There is also a script by Apple (Probe Menu Bar) that you should look for that may help you achieve your goal.

(*
 Probe Menu Bar
 
 This script uses UI element scripting to return a list of every menuitem
 of every menu for every application currently running.
 
 Copyright © 2013 Apple Inc.
 
 You may incorporate this Apple sample code into your program(s) without
 restriction.  This Apple sample code has been provided "AS IS" and the
 responsibility for its operation is yours.  You are not permitted to
 redistribute this Apple sample code as "Apple sample code" after having
 made changes.  If you're going to redistribute the code, we require
 that you make it clear that the code was descended from Apple sample
 code, but that you've made changes.
 *)
 
 try
     tell application "System Events"
         get properties
         get every process
         tell process "Finder"
             get every menu bar
            tell menu bar 1
                get every menu bar item
                get every menu of every menu bar item
                get every menu item of every menu of every menu bar item
                get every menu of every menu item of every menu of every menu bar item
                get every menu item of every menu of every menu item of every menu of every menu bar item
            end tell
         end tell
         display dialog "The 'Probe Menu Bar' script was executed, it uses UI element scripting to return a list of every menuitem
 of every menu for every application currently running, to see results run it within AppleScript Editor."
     end tell
on error errMsg
	display dialog "Error: " & errMsg
end try

Best of luck. :slight_smile:

Actually, I think this doesn’t make sense.
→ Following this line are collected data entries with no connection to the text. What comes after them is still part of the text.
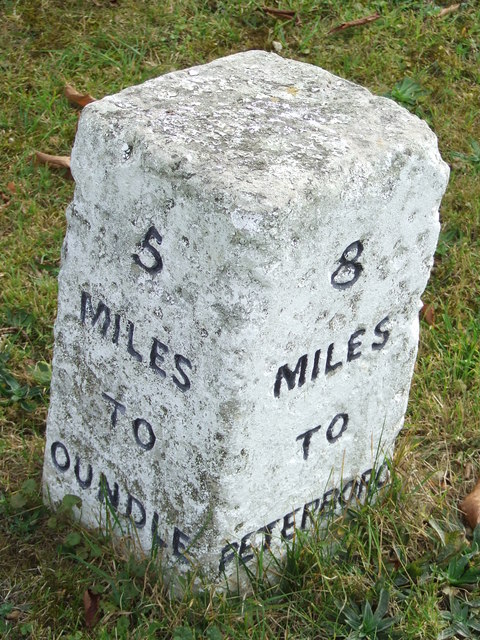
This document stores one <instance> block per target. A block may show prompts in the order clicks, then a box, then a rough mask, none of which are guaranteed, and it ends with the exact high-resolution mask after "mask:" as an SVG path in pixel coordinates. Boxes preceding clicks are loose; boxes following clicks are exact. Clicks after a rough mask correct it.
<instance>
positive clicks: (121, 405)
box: [102, 393, 126, 427]
mask: <svg viewBox="0 0 480 640" xmlns="http://www.w3.org/2000/svg"><path fill="white" fill-rule="evenodd" d="M102 398H105V400H108V402H111V403H112V404H113V411H112V415H111V416H110V420H111V423H112V427H116V426H117V419H118V412H119V411H120V413H121V414H122V416H123V415H125V411H126V407H125V405H124V404H122V403H121V402H118V401H117V400H115V398H112V397H111V396H109V395H108V394H106V393H102Z"/></svg>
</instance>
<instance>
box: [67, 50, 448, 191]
mask: <svg viewBox="0 0 480 640" xmlns="http://www.w3.org/2000/svg"><path fill="white" fill-rule="evenodd" d="M90 127H93V128H94V129H95V130H96V131H97V133H98V134H99V135H100V137H102V133H103V139H104V140H106V139H107V138H108V139H112V136H113V137H114V138H115V139H117V140H118V139H120V138H121V140H122V144H123V145H126V146H125V148H132V149H135V147H137V148H138V145H140V147H141V149H142V155H143V161H142V162H143V164H144V166H150V167H152V168H154V169H155V170H160V171H163V170H164V169H165V165H167V166H173V165H174V164H175V163H177V166H178V163H179V162H180V163H181V165H182V171H183V172H184V174H187V175H192V176H197V179H201V181H202V183H203V185H204V187H206V186H207V184H211V185H214V186H215V185H222V186H223V187H225V186H227V187H228V188H229V189H231V188H234V189H235V185H236V184H240V183H241V182H242V181H243V182H250V183H251V188H252V189H253V190H255V191H256V190H257V189H262V188H263V187H264V186H265V185H266V184H268V185H269V190H270V191H271V190H272V187H274V190H275V185H278V187H279V188H280V185H283V186H282V189H285V188H286V186H287V185H288V187H289V188H297V189H298V187H299V184H302V183H303V184H307V183H309V184H311V183H312V181H313V183H316V182H317V181H319V180H321V181H322V183H325V179H326V178H327V179H328V178H329V177H331V176H332V175H333V174H335V175H337V176H338V175H339V174H340V175H342V174H345V172H347V171H348V170H349V167H351V166H352V165H355V166H357V167H358V165H359V164H361V165H369V172H370V171H371V170H372V169H375V168H376V167H383V168H385V163H387V164H391V162H392V160H391V159H392V157H393V156H395V155H398V154H401V155H403V154H405V155H407V156H411V155H412V154H413V155H420V156H421V157H422V158H423V159H424V162H425V161H426V162H427V164H433V165H439V164H441V160H440V156H439V154H438V149H437V143H436V137H435V135H434V134H433V133H432V132H431V131H430V129H429V128H428V126H427V125H426V124H425V123H424V122H423V121H421V120H420V119H418V118H417V117H416V116H413V115H412V114H410V113H409V112H408V111H407V110H405V109H404V108H402V107H400V106H399V105H397V104H396V103H395V102H393V101H392V100H389V99H387V98H382V97H378V96H374V95H372V94H371V93H370V92H369V91H368V90H366V89H364V88H362V87H360V86H358V85H356V84H353V83H351V82H348V81H347V80H343V79H341V78H338V77H337V76H334V75H332V74H330V73H329V72H327V71H325V70H323V69H321V68H319V67H316V66H313V65H310V64H305V63H302V62H297V61H295V60H289V59H285V58H282V57H280V56H278V55H276V54H274V53H267V52H265V51H248V52H246V53H239V54H235V55H231V56H228V57H225V58H220V59H218V60H215V61H213V62H211V63H209V64H206V65H202V66H198V67H192V68H190V69H186V70H183V71H175V72H173V73H168V74H166V75H163V76H160V77H158V78H155V79H153V80H149V81H147V82H145V83H144V84H141V85H138V86H134V87H130V88H128V89H125V90H124V91H121V92H120V93H118V94H115V95H112V96H108V97H106V98H104V99H103V100H100V101H98V102H95V103H92V104H91V105H89V106H88V107H87V108H86V109H84V114H83V116H82V121H81V125H80V128H79V134H81V133H82V130H83V129H84V128H87V129H88V128H90ZM97 139H98V138H97ZM79 151H80V150H79ZM388 156H390V160H388ZM117 157H118V156H117ZM75 160H76V159H75V152H74V157H73V163H72V169H73V172H74V175H75ZM79 160H80V158H79V159H78V161H79Z"/></svg>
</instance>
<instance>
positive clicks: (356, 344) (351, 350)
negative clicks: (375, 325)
mask: <svg viewBox="0 0 480 640" xmlns="http://www.w3.org/2000/svg"><path fill="white" fill-rule="evenodd" d="M364 333H365V329H358V330H357V331H354V333H352V335H351V336H350V338H349V340H348V352H347V362H351V361H352V360H356V359H357V358H359V357H360V356H361V355H362V352H361V351H356V349H358V348H359V347H361V346H362V343H361V341H360V340H357V338H358V337H359V336H363V334H364Z"/></svg>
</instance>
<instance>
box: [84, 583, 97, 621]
mask: <svg viewBox="0 0 480 640" xmlns="http://www.w3.org/2000/svg"><path fill="white" fill-rule="evenodd" d="M99 603H100V594H99V593H93V591H92V590H91V589H86V590H85V591H84V593H83V606H84V609H85V626H86V627H87V628H88V629H91V628H92V627H94V626H95V624H96V623H97V620H98V605H99Z"/></svg>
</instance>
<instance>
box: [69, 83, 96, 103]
mask: <svg viewBox="0 0 480 640" xmlns="http://www.w3.org/2000/svg"><path fill="white" fill-rule="evenodd" d="M65 97H66V98H67V100H68V101H69V102H71V103H72V104H76V105H77V106H78V107H85V106H87V104H90V103H91V102H95V98H94V97H93V96H91V95H90V94H89V93H80V92H79V91H77V90H76V89H75V87H72V85H71V84H66V85H65Z"/></svg>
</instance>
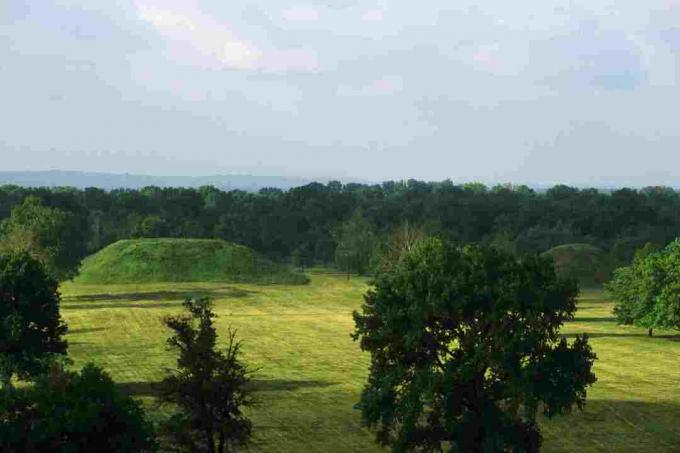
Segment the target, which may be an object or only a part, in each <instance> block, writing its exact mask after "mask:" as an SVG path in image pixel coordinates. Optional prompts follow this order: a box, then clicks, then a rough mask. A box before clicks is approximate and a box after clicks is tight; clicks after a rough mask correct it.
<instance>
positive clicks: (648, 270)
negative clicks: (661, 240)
mask: <svg viewBox="0 0 680 453" xmlns="http://www.w3.org/2000/svg"><path fill="white" fill-rule="evenodd" d="M607 288H608V290H609V292H610V293H611V295H612V296H613V298H614V300H615V305H614V314H615V316H616V318H617V320H618V322H619V323H620V324H628V325H636V326H640V327H646V328H647V329H649V334H650V335H651V334H652V331H653V329H678V330H680V239H676V240H675V241H673V242H671V243H670V244H669V245H668V246H666V247H665V248H664V249H662V250H659V251H654V249H653V247H650V246H647V247H645V248H643V249H640V251H639V252H638V253H637V254H636V256H635V259H634V260H633V263H632V264H631V265H630V266H627V267H623V268H620V269H617V270H616V271H615V272H614V278H613V279H612V281H611V282H610V283H609V284H608V285H607Z"/></svg>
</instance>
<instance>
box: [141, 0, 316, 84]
mask: <svg viewBox="0 0 680 453" xmlns="http://www.w3.org/2000/svg"><path fill="white" fill-rule="evenodd" d="M160 5H162V6H160ZM137 7H138V14H139V17H140V18H141V19H142V20H143V21H145V22H147V23H149V24H150V25H152V26H153V27H154V29H155V30H156V31H157V32H158V33H160V34H161V35H162V36H163V37H164V38H165V39H166V40H167V43H168V47H169V55H170V57H171V58H172V59H173V60H174V61H175V62H178V63H185V64H189V65H191V66H198V67H202V68H206V69H239V70H260V71H264V72H288V71H301V72H313V71H316V70H318V68H319V62H318V58H317V54H316V52H315V51H314V50H313V49H311V48H310V47H308V46H305V47H290V48H283V49H280V48H277V47H266V46H263V45H257V44H256V43H254V42H253V41H251V40H248V39H244V38H242V37H241V36H240V35H239V34H238V33H237V32H236V31H235V30H234V29H233V28H232V27H230V26H229V25H228V24H225V23H223V22H220V21H218V20H216V19H215V18H213V16H212V15H209V14H208V13H207V12H204V11H202V10H201V9H200V8H199V7H198V5H197V4H196V3H194V2H191V1H187V2H181V3H170V4H165V3H163V4H161V3H159V2H155V1H149V0H144V1H141V2H139V3H138V6H137Z"/></svg>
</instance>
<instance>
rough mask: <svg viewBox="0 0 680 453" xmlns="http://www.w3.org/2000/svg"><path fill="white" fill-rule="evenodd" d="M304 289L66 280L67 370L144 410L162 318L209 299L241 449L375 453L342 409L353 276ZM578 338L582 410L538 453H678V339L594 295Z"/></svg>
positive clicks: (360, 379)
mask: <svg viewBox="0 0 680 453" xmlns="http://www.w3.org/2000/svg"><path fill="white" fill-rule="evenodd" d="M311 277H312V282H311V283H310V284H309V285H305V286H267V285H241V284H216V283H209V284H208V283H206V284H153V285H134V284H133V285H115V286H113V285H109V286H94V285H78V284H74V283H68V284H65V285H64V286H63V287H62V295H63V302H62V315H63V316H64V318H65V320H66V322H67V323H68V325H69V329H70V331H69V334H68V340H69V345H70V346H69V350H70V354H71V358H72V359H73V360H74V361H75V365H76V366H80V365H82V364H83V363H85V362H87V361H93V362H95V363H97V364H99V365H101V366H103V367H104V368H105V369H106V370H107V371H108V372H109V373H111V375H112V376H113V378H114V379H115V380H116V381H117V382H119V383H120V384H121V386H122V387H124V388H125V389H127V390H128V391H130V392H131V393H132V394H134V395H135V396H136V397H138V398H140V399H142V400H143V401H144V402H145V404H146V405H147V408H148V409H149V410H151V411H152V412H154V413H156V414H157V413H158V410H159V409H157V408H156V406H155V405H154V398H153V394H154V390H155V384H156V383H157V382H158V381H159V380H160V379H161V378H162V376H163V373H164V369H165V368H167V367H171V366H173V365H174V356H173V354H172V353H170V352H168V351H167V350H166V348H165V339H166V338H167V335H168V332H167V330H166V329H165V327H164V326H163V324H162V319H163V317H164V316H167V315H169V314H175V313H178V312H179V311H180V310H181V301H182V300H183V299H184V298H185V297H187V296H192V295H209V296H210V297H212V298H213V299H214V301H215V311H216V312H217V314H218V315H219V318H218V319H217V327H218V330H219V332H222V333H223V334H224V335H223V338H226V331H227V328H228V326H232V327H233V328H235V329H237V330H238V336H239V338H241V339H242V340H243V343H244V345H243V351H244V357H243V358H244V360H245V361H246V362H247V364H248V365H249V366H250V368H252V369H253V370H255V373H254V380H255V383H254V385H255V386H256V388H257V393H256V399H257V401H258V404H257V406H256V407H254V408H253V409H252V410H251V411H250V413H251V415H252V419H253V422H254V433H255V437H254V440H253V445H252V446H251V451H252V452H258V453H264V452H272V453H273V452H276V453H287V452H288V453H301V452H373V451H376V452H377V451H384V450H382V449H380V448H378V447H376V446H375V445H374V443H373V436H372V434H371V433H370V432H368V431H367V430H366V429H364V428H362V427H361V424H360V416H359V413H358V411H356V410H355V409H353V405H354V404H355V403H356V402H357V400H358V398H359V393H360V391H361V388H362V386H363V381H364V379H365V376H366V373H367V366H368V356H367V355H365V354H362V353H361V351H360V350H359V348H358V345H357V344H356V343H355V342H353V341H352V339H351V338H350V333H351V332H352V329H353V321H352V316H351V314H352V311H353V310H355V309H357V308H358V307H359V306H360V304H361V302H362V295H363V293H364V292H365V291H366V289H367V286H366V283H365V281H363V280H361V279H358V278H353V279H351V280H349V281H348V280H346V278H345V277H344V276H339V275H332V274H323V273H317V274H313V275H312V276H311ZM580 332H587V333H589V334H590V335H591V339H592V340H591V341H592V344H593V347H594V349H595V351H596V352H597V354H598V357H599V360H598V361H597V363H596V368H595V372H596V374H597V376H598V382H597V383H596V384H595V386H594V387H593V388H592V389H591V390H590V391H589V394H588V403H587V405H586V408H585V411H584V412H579V411H575V412H574V413H573V414H572V415H570V416H567V417H562V418H558V419H555V420H551V421H544V422H543V423H542V427H543V433H544V436H545V448H544V451H548V452H643V451H644V452H646V451H653V452H656V453H661V452H680V337H673V336H672V334H673V333H672V332H657V333H656V336H655V337H653V338H649V337H648V336H647V333H646V330H643V329H638V328H632V327H620V326H617V325H616V323H615V322H614V320H613V318H612V315H611V303H610V302H609V301H607V300H606V299H605V295H604V294H603V293H602V292H597V291H586V292H584V294H583V295H582V298H581V301H580V304H579V312H578V314H577V319H576V321H574V322H573V323H570V324H569V325H568V326H567V327H566V328H565V331H564V333H565V334H566V335H568V336H571V335H573V334H575V333H580Z"/></svg>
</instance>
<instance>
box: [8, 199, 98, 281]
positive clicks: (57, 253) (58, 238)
mask: <svg viewBox="0 0 680 453" xmlns="http://www.w3.org/2000/svg"><path fill="white" fill-rule="evenodd" d="M0 239H1V240H0V252H5V253H7V252H27V253H29V254H30V255H31V256H33V257H34V258H35V259H37V260H39V261H40V262H42V263H43V264H44V265H45V268H46V269H47V272H48V273H49V274H50V275H51V276H52V277H54V278H56V279H57V280H68V279H70V278H73V277H74V276H75V275H76V274H77V273H78V268H79V267H80V261H81V259H82V257H83V255H84V254H85V248H86V239H85V237H84V235H83V232H82V231H79V230H78V228H77V227H76V225H75V224H74V218H73V215H71V214H70V213H68V212H64V211H62V210H60V209H56V208H50V207H48V206H44V205H43V204H42V201H41V200H40V198H38V197H35V196H28V197H26V198H25V199H24V201H23V203H21V204H20V205H18V206H16V207H15V208H14V209H12V215H11V216H10V218H9V219H7V220H5V221H3V222H2V224H0Z"/></svg>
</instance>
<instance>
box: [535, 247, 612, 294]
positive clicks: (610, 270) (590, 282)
mask: <svg viewBox="0 0 680 453" xmlns="http://www.w3.org/2000/svg"><path fill="white" fill-rule="evenodd" d="M545 254H546V255H549V256H551V257H552V258H553V260H554V261H555V269H556V271H557V273H558V274H560V275H562V276H564V277H571V278H575V279H576V280H578V282H579V284H580V285H581V286H582V287H593V286H600V285H602V284H603V283H605V282H607V281H609V279H610V278H611V275H612V272H613V270H614V268H615V267H616V265H615V263H614V262H613V260H612V259H611V258H610V256H609V255H608V254H607V253H606V252H605V251H604V250H602V249H600V248H599V247H595V246H594V245H590V244H580V243H575V244H564V245H558V246H557V247H553V248H551V249H550V250H548V251H547V252H545Z"/></svg>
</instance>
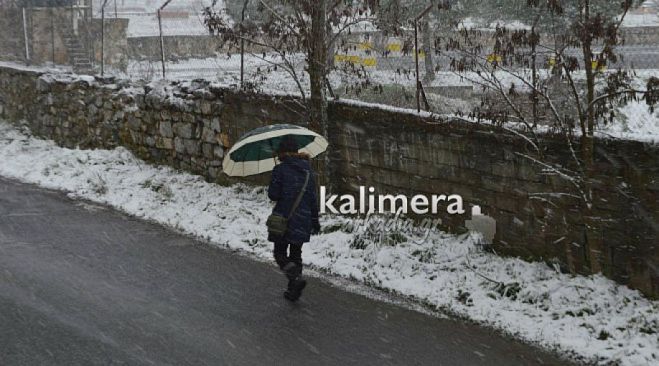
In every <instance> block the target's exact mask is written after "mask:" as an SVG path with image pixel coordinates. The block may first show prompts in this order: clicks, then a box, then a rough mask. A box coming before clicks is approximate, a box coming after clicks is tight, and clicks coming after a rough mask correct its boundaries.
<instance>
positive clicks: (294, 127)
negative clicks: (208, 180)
mask: <svg viewBox="0 0 659 366" xmlns="http://www.w3.org/2000/svg"><path fill="white" fill-rule="evenodd" d="M284 136H291V137H293V138H294V139H295V141H296V142H297V146H298V147H299V150H298V152H300V153H306V154H309V156H311V157H312V158H313V157H315V156H318V155H320V154H322V153H323V152H325V150H326V149H327V140H325V138H323V137H322V136H321V135H319V134H317V133H315V132H313V131H311V130H309V129H306V128H304V127H300V126H295V125H289V124H278V125H270V126H265V127H260V128H257V129H255V130H252V131H250V132H248V133H246V134H245V135H243V136H242V137H241V138H240V139H239V140H238V141H236V144H235V145H233V147H231V149H230V150H229V152H228V153H227V154H226V155H225V156H224V162H223V163H222V168H223V170H224V173H226V174H227V175H229V176H232V177H246V176H249V175H255V174H260V173H265V172H269V171H271V170H272V169H274V167H275V165H276V164H277V162H278V159H277V158H276V152H277V151H278V149H279V143H280V142H281V140H282V138H283V137H284Z"/></svg>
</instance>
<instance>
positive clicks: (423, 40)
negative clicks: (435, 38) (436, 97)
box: [421, 19, 435, 84]
mask: <svg viewBox="0 0 659 366" xmlns="http://www.w3.org/2000/svg"><path fill="white" fill-rule="evenodd" d="M421 32H422V35H421V37H422V40H421V41H422V42H423V53H425V54H426V57H425V58H424V60H423V63H424V64H425V67H426V75H424V77H423V82H424V83H426V84H429V83H431V82H432V81H433V80H435V65H434V63H433V60H432V56H433V55H432V54H433V49H432V39H433V37H432V33H431V30H430V23H428V20H427V19H425V20H423V21H422V23H421Z"/></svg>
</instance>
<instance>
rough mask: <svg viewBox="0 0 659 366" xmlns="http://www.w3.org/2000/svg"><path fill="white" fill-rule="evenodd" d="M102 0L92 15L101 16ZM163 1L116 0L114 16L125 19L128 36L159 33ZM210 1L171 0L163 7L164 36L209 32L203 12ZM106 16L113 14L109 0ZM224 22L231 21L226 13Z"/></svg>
mask: <svg viewBox="0 0 659 366" xmlns="http://www.w3.org/2000/svg"><path fill="white" fill-rule="evenodd" d="M102 3H103V1H102V0H94V9H95V10H94V17H95V18H100V17H101V10H100V9H101V4H102ZM164 3H165V1H164V0H163V1H155V0H132V1H117V2H116V4H117V7H116V17H118V18H123V19H128V29H127V35H128V37H147V36H158V35H159V34H160V30H159V27H158V17H157V15H156V14H157V11H158V8H159V7H160V6H162V5H163V4H164ZM211 5H212V0H186V1H173V2H171V3H170V4H169V5H167V7H165V9H164V10H163V16H162V29H163V34H164V35H166V36H198V35H206V34H208V28H206V25H205V24H204V17H203V15H202V11H203V9H204V8H205V7H208V6H211ZM213 8H214V9H217V10H218V11H220V12H221V11H223V9H225V6H224V1H223V0H218V1H217V2H216V4H215V6H214V7H213ZM105 16H106V17H107V18H114V17H115V3H114V2H112V1H110V2H108V4H107V5H106V8H105ZM226 19H227V21H231V20H230V17H229V16H228V15H227V16H226Z"/></svg>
If the user doesn’t know the name, then how can the computer know what the user is looking for. The computer can only do what you tell it to. It can’t read your mind. I don’t understand.

Edited: the only thing you can program into the computer is make a whole list of all the user’s options. Then the user can choose from that list.

Edited: one option might be that if the user enters something, then the computer can find something that sounds like it. In unix, it might be something like ‘apropos’. In an internet search field, they list things that might sound like something the user has entered. Note that with AppleScript, this might take a very long time.